Check current state:
koryph quota # tabular: ACCOUNT LEVEL CALIBRATED 5H WEEKLY
koryph quota --json # machine-readable snapshot (ccusage probe may take up to 40 s)
--json emits an array of per-account snapshots. Each element has this shape:
[
{
"account": "personal",
"level": "ok",
"calibrated": true,
"usage": {
"account": "personal",
"at": "2026-07-03T21:26:00Z",
"window_5h": {
"hours": 5,
"spent_usd": 8.40,
"ceiling_usd": 20.00,
"source": "ccusage",
"approx": false
},
"weekly": {
"hours": 168,
"spent_usd": 42.00,
"ceiling_usd": 140.00,
"source": "ccusage",
"approx": false
}
}
}
]
Field notes:
| Field | Values | Meaning |
|---|---|---|
level |
ok / warn / drain / stop |
Current governor verdict |
calibrated |
bool | False until at least one quota calibrate run |
usage.at |
RFC 3339 | Snapshot timestamp |
*.source |
ccusage / jsonl-scan / unavailable |
Where the number came from |
*.approx |
bool | True for the local transcript scan (less precise) |
After real dispatches the estimator self-calibrates via an EWMA
(0.7 × old + 0.3 × actual) per model-tier × size bucket (S / M / L),
so preflight estimates improve over time without further manual updates.
The billing guard
The billing guard controls whether the governor's throttling constraints (preflight, drain/stop blocking, concurrency scaling) are enforced or advisory:
| Mode | How activated | Effect |
|---|---|---|
| Enforced (default) | billing_guard unset or "enforce" in the registry record |
Governor blocks dispatch and scales concurrency |
| Advisory (registry) | billing_guard: advisory in the registry record |
Measure + log + warn; never block |
| Advisory (run flag) | --no-billing-guard passed to koryph run |
Advisory for that run only |
| Automatic baseline | Account not yet calibrated | Always advisory until a ceiling is set |
In any advisory mode, billing stays on subscription regardless of governor level — the API-key stop-fallback never fires.
Spend-authorization gates (explicit API key, batch confirmation) are independent of the billing guard and are never bypassed by advisory mode.
Explicit API-key fallback
To continue dispatching after a governor stop at subscription-plan
capacity, all three of the following must be satisfied simultaneously:
- Run flag —
koryph run --allow-api-spend - Registry policy —
api_fallback: expliciton the project's registry record - Named env var —
api_key_env_varset in the registry record, and that variable present in the environment. The variable must not beANTHROPIC_API_KEY; a purpose-specific name such asKORYPH_API_KEYis required.
When all three conditions are met at a stop event, the engine logs a
prominent warning and switches the current wave's billing_mode to
api-key. A per-agent budget cap (per_agent_max_usd, default $25) is
forwarded as --max-budget-usd to limit runaway spend.
Batch mode
internal/anthro exposes Message Batches for bulk workloads (planning,
scoring, backfill) at the Anthropic 50 % batch discount. Batch access is
governed separately from loop dispatch:
- Registry —
batch_policy: explicit(default isdeny) - Explicit confirmation — every
BatchSubmitcall requires a populatedConfirm{Confirmed: true}value; an absent or false confirmation is refused and the estimated cost is printed instead
Batch submissions are never initiated by the loop engine. They are available
only to CLI subcommands that explicitly build a []MsgReq slice, surface
the cost estimate via EstimateUSD, and pass the user's confirmation to
BatchSubmit.
Usage measurement sources
The governor prefers live data and falls back gracefully:
- ccusage CLI —
ccusage blocks --json --activefor the 5 h window;ccusage daily --jsonsummed over the last 7 days for the weekly window.
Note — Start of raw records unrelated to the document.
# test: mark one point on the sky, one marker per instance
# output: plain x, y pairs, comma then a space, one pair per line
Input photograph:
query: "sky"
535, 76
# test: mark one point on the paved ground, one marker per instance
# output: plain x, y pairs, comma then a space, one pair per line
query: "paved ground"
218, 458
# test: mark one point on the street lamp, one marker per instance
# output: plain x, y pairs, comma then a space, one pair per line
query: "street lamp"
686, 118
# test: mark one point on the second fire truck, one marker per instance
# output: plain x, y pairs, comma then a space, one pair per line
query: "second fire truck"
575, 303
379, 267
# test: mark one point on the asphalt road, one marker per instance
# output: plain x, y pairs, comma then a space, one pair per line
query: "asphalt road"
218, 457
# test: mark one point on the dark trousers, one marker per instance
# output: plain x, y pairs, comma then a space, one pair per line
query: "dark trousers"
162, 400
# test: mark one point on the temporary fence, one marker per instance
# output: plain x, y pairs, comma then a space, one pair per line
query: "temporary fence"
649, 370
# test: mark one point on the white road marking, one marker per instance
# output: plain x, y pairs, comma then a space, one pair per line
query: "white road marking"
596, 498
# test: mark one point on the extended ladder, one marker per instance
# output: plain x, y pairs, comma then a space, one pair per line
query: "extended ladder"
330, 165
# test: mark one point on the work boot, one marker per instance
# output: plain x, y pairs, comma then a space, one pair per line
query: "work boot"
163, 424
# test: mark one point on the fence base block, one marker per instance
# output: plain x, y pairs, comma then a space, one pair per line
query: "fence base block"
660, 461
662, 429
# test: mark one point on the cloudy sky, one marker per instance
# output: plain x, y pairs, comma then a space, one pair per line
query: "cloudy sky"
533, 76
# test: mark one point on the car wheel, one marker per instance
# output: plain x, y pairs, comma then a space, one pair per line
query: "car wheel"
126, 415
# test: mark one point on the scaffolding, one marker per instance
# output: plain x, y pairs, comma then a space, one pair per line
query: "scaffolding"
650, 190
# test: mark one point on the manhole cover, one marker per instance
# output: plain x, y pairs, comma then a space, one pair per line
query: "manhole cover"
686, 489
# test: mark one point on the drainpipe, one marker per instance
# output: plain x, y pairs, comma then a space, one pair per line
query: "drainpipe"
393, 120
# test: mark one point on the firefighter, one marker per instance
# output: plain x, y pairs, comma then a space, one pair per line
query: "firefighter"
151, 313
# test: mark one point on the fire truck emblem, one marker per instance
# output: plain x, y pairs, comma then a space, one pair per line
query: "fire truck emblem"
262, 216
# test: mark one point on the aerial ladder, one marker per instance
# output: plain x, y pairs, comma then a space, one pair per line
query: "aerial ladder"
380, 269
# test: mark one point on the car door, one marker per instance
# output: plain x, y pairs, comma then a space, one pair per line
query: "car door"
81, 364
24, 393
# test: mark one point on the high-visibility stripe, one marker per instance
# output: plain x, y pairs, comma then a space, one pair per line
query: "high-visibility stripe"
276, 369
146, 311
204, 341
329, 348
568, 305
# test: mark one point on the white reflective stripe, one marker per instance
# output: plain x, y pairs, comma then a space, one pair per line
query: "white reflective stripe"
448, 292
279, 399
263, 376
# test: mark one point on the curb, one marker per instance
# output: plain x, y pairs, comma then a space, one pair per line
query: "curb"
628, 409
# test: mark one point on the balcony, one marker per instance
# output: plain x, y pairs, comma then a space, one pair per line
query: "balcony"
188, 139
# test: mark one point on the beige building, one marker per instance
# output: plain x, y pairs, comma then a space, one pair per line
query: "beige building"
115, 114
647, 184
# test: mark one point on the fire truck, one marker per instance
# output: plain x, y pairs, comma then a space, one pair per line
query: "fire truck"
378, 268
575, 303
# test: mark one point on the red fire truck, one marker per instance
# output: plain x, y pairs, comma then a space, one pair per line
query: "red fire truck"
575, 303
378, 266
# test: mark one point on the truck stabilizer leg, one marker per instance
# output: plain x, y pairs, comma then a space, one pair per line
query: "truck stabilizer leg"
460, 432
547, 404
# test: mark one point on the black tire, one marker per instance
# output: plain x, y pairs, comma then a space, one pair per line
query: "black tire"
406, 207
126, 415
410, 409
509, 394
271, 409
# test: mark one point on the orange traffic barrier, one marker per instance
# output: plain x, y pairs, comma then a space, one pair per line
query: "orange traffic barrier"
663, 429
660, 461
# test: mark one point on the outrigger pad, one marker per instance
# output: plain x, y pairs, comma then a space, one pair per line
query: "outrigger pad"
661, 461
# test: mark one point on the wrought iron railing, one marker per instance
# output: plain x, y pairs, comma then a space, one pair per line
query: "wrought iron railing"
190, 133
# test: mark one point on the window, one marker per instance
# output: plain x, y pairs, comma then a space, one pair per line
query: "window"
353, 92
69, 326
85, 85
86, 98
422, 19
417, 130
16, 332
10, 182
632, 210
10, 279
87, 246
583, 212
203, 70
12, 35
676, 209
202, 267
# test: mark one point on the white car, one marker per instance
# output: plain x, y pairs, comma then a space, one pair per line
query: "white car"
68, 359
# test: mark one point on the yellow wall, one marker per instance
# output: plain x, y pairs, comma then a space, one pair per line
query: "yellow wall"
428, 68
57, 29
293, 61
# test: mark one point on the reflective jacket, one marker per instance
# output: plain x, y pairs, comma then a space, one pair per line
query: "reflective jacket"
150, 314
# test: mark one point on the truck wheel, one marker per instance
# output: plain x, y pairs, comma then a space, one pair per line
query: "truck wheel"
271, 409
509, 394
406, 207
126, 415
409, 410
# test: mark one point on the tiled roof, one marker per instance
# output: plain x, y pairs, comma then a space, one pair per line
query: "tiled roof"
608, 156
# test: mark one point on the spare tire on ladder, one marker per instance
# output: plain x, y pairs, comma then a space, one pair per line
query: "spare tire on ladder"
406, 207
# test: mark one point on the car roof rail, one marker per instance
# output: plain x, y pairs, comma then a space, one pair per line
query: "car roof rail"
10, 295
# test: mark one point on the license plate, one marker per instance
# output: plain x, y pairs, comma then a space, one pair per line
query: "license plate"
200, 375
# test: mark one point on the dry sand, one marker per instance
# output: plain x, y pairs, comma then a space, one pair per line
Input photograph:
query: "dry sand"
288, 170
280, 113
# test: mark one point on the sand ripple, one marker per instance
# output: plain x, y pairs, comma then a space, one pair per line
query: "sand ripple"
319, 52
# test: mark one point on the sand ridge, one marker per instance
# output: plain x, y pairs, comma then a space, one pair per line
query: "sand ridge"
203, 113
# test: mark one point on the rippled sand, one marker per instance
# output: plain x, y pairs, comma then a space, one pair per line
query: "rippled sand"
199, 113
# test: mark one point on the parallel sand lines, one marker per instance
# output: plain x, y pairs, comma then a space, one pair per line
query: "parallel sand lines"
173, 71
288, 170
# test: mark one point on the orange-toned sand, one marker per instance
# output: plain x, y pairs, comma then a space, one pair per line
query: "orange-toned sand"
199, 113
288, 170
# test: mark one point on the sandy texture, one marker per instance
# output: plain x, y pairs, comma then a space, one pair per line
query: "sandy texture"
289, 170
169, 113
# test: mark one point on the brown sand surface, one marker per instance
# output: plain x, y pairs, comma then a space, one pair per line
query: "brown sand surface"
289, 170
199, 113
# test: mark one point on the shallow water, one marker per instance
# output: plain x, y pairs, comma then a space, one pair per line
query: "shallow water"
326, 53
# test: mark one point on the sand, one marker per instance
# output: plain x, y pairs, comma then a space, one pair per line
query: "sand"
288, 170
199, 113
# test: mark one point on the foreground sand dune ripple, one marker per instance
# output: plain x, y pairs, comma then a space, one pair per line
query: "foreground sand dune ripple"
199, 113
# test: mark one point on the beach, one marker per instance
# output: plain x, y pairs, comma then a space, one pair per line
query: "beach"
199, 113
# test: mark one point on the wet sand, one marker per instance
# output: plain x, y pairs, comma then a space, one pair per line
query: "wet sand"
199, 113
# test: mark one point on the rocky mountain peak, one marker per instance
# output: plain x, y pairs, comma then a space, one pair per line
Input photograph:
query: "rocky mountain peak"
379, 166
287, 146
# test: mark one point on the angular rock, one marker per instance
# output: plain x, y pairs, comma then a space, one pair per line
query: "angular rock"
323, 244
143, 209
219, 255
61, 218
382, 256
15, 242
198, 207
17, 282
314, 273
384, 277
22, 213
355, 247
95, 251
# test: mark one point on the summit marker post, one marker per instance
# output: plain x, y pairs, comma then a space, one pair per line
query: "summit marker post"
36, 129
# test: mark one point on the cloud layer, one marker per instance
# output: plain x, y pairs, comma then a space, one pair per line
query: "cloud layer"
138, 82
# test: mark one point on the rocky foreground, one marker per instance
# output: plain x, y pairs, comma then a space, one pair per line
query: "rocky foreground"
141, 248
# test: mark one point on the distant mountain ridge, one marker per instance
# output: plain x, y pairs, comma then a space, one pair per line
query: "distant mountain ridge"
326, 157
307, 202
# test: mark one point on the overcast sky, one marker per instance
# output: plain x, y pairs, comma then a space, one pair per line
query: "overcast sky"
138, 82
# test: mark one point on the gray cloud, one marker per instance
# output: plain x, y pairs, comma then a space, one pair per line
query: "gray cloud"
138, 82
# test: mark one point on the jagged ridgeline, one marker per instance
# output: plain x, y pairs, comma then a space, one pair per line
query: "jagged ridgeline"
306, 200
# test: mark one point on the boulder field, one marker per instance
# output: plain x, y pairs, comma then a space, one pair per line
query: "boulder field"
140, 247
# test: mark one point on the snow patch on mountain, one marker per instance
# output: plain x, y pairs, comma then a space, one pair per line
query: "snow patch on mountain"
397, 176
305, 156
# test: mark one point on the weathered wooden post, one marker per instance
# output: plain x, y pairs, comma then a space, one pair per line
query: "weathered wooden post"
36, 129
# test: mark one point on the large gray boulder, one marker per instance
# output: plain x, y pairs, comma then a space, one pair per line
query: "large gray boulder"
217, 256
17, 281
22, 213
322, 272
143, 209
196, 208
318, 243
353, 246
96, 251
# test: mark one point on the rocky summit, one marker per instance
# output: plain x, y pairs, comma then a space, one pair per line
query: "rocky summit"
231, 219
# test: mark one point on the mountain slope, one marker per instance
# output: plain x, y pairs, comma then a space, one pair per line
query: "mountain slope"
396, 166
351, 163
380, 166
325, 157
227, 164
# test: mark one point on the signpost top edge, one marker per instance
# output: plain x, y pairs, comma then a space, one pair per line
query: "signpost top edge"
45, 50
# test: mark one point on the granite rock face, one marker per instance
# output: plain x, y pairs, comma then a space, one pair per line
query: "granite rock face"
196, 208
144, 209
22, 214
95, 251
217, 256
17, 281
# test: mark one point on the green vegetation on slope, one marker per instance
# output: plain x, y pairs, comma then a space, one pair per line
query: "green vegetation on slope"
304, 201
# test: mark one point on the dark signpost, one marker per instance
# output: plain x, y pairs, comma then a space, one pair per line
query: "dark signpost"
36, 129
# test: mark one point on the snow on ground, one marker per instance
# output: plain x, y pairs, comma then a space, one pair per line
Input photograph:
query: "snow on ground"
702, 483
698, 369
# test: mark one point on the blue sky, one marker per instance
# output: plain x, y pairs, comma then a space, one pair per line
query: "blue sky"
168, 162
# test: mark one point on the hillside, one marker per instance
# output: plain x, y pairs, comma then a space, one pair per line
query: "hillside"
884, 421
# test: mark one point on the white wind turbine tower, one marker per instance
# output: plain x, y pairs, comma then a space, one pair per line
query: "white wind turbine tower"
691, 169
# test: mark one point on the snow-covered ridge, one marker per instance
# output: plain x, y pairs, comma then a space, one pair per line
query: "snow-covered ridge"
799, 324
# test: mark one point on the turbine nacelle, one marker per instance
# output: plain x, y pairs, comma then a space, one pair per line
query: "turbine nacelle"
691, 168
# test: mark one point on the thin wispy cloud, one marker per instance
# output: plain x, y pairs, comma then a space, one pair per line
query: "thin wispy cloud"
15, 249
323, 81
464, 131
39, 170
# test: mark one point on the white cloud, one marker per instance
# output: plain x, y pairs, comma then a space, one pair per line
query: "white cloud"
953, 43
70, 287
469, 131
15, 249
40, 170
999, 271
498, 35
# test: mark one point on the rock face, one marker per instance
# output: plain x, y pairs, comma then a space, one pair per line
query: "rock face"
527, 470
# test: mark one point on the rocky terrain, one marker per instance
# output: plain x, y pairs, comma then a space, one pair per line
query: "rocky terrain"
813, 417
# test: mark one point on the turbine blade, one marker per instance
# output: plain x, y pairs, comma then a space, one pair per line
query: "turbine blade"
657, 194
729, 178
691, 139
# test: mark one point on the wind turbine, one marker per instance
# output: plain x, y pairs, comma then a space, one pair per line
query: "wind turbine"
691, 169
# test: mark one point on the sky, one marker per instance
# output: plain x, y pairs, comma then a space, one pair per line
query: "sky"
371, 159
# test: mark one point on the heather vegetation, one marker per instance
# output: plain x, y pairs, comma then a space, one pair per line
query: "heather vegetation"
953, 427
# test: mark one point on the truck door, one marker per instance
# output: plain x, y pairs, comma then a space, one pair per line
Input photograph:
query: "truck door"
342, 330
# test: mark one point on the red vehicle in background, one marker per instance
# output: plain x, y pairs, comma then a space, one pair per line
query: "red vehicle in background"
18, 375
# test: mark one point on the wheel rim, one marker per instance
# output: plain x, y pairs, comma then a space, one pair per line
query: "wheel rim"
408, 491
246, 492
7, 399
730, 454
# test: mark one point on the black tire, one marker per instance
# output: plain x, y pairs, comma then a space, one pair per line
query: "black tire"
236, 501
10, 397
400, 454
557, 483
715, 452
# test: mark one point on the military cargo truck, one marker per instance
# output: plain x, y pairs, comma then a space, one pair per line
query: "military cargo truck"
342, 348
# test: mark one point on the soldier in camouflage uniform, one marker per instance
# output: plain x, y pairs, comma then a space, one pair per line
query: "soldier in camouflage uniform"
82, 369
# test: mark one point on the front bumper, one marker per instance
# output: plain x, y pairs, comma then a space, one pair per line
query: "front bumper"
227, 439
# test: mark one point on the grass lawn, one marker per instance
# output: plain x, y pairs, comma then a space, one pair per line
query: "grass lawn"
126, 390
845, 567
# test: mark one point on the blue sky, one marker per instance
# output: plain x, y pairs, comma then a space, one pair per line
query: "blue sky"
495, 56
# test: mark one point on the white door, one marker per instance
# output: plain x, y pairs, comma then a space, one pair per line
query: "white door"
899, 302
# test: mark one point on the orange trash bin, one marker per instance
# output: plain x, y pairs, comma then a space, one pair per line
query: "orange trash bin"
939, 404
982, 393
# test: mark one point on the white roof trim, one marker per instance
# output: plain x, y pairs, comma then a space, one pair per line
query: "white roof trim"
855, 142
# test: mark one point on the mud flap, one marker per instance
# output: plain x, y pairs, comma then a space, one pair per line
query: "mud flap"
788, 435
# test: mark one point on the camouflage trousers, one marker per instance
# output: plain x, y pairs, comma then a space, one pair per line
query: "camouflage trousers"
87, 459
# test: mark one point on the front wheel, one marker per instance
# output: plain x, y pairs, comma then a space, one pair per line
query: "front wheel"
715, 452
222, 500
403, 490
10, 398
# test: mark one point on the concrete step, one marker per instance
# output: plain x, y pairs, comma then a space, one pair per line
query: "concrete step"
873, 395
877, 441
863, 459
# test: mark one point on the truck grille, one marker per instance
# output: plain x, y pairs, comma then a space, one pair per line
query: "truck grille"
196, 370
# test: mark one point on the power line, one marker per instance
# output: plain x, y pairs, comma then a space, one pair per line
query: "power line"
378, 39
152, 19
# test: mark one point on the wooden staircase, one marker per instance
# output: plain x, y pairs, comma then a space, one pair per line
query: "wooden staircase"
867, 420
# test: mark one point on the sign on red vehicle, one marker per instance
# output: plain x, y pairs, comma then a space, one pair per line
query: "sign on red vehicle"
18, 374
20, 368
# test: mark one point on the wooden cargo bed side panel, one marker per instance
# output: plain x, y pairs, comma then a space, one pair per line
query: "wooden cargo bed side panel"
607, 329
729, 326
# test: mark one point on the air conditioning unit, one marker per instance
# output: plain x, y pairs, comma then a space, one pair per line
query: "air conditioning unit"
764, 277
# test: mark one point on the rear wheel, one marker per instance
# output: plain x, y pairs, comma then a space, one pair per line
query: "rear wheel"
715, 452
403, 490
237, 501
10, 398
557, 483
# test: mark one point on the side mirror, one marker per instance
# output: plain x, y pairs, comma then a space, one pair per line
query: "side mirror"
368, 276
SetKORYPH_NO_NPX=1to preventnpx ccusage@latestauto-install. - Local transcript scan —
~/.claude/projects/*/*.jsonl(or the profile'sCLAUDE_CONFIG_DIR). Approximate; flaggedapprox: true. The 5 h window uses a fixed UTC epoch-aligned grid; the weekly window is a rolling 7-day span. - Unavailable — reported as fraction 1.0; the governor drains (fail-closed).